Mourning Posterous: how and why I built Urgeous

When Posterous announced it was closing its doors, I was upset. The writing had been on the wall for some time (ever since they were acquired by Twitter), and I had been prudent enough to use my own domain, but it still hurt. I would have to move my posts, and most importantly, find a new service.

Then I thought that instead of whining, I should do something about it.

The what

What I liked most about Posterous was the ability to post by email; it let you post from any platform, without any special app. If you only had your phone, you could post. If you were in a cybercafé half-way around the world, but had access to Gmail, you could post. So any system that I would build would need to have that.

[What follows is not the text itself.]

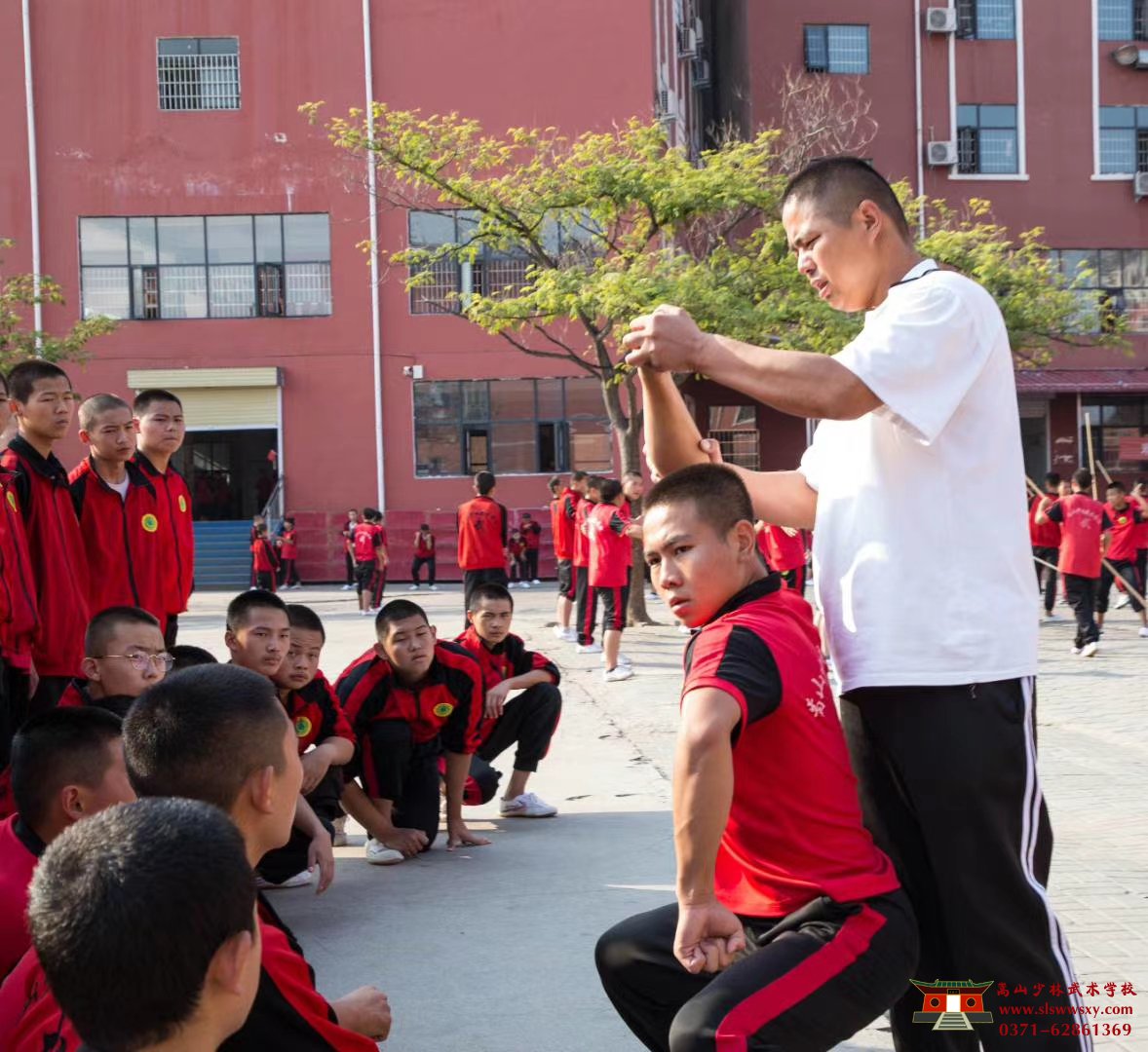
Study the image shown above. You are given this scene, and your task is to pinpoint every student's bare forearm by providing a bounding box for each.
[701,336,881,420]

I also liked the fact that you could post using Markdown syntax (although one had to declare one's intentions at the beginning of each post).

The rest of Posterous I didn't much care about: I never really got what "Spaces" were about, for example.

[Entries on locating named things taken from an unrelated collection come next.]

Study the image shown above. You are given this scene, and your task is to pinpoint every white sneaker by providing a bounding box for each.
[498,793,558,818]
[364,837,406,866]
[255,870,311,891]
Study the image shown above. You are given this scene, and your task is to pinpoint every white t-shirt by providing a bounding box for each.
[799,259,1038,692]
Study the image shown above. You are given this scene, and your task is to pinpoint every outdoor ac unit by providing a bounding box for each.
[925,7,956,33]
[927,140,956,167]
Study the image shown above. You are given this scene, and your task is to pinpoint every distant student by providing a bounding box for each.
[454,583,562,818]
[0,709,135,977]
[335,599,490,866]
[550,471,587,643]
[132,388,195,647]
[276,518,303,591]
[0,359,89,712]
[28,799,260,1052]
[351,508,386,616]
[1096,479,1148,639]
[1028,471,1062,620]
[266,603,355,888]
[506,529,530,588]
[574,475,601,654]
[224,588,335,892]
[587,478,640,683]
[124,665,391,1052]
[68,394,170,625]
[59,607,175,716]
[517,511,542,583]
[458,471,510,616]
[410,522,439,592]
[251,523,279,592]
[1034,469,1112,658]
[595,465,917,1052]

And as with most (or all?) other webapps, I hate login in with a passion. I clear my browser cache often, and use many different computers; and we all have so many accounts on so many web services now.

I understand that I'm being irrational, that login in is necessary and that there are many solutions to managing credentials. Still, I don't like it. I don't like wanting to do something and being presented with a security screen and having to produce a "password". I'm not crossing borders in a war zone -- I'm just editing my blog from my home!!

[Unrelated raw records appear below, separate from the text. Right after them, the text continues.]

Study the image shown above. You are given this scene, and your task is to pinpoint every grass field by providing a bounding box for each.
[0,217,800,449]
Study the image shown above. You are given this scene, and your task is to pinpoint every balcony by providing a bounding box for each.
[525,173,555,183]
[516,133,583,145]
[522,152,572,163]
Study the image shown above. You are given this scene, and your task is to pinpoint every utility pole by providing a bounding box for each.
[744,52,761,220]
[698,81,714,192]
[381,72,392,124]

So I decided that my blogging system would not require users to login to post, or to manage their posts.

As a start, those were the only three requirements: post-by-email, Markdown, no login.

The how

I had been toying with Mailgun (email management as-a-service) for some time, and liked it a lot; the team is super-responsive, the service seems rock-solid, and I find it on the whole much simpler to use than their competitors. The ability to process incoming email was included almost from the start.

(Other experimentations have described the Mailgun solution in more detail before).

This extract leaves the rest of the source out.